Keep an eye on controversial Echo Village "Apartments" in East Amherst, and we will soon find out ... providing of course the Building Commissioner doesn't put the kibosh on it as a zoning violation, since selling by the bedroom kind of turns the building into a "rooming house," and currently that location is not so zoned.
At $575 per bedroom with a total of 62 bedrooms in the complex (at least officially anyway) monthly receipts would total $35,650. And even with the mortgage payment on the $3,000,000 acquisition price, a tidy profit to be made.
And that is of course a pernicious problem if you are on the wrong end of the supply/demand equation.
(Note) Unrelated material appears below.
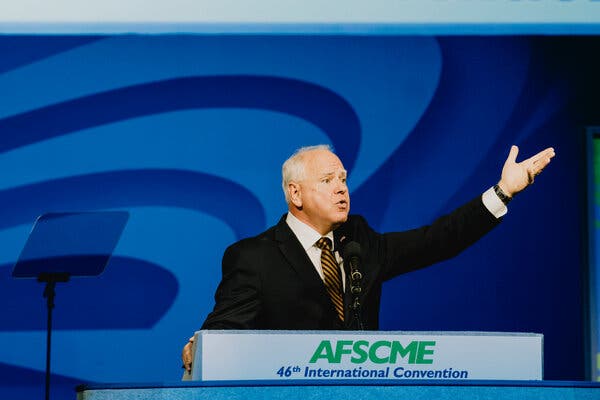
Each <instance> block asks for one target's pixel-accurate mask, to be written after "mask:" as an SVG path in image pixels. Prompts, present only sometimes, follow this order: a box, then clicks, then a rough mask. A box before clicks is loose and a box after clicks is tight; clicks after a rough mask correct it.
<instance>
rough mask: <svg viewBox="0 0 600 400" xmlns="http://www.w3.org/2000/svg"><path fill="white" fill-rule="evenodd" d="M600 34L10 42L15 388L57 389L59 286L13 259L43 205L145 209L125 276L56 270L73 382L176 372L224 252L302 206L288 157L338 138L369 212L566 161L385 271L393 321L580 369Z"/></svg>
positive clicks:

With high demand and limited supply the price of housing skyrockets, pricing out of the market low-income residents, single-parent households, veterans, and basic service industry workers trying to survive on minimum wage jobs.
Yesterday the Amherst Housing Authority shelved a controversial vote on reducing the value of individual Section 8 housing vouchers because -- according to state law -- they cannot do so without first holding a public hearing within 45 days of taking such drastic action.
Out of the 11 families who formerly called Echo Village home (with the aid of vouchers overseen by the AHA) only 3 families still remain.
The Town Manager commissioned an infrastructure study of Echo Village Apartments as a prelude to taking it by eminent domain, a drastic solution that will never make it through Town Meeting, where it would require a two-thirds vote.
But the town should at least maintain a level playing field for all landlords/rental property owners by enforcing the zoning,
UPDATE (4:00 PM)
I'm now told this selling practice is probably legal as it is "common practice all over town." But then, cramming too many students into basement rooms with inadequate fire/carbon monoxide detection systems and no second means of egress also used to be common practice all over town.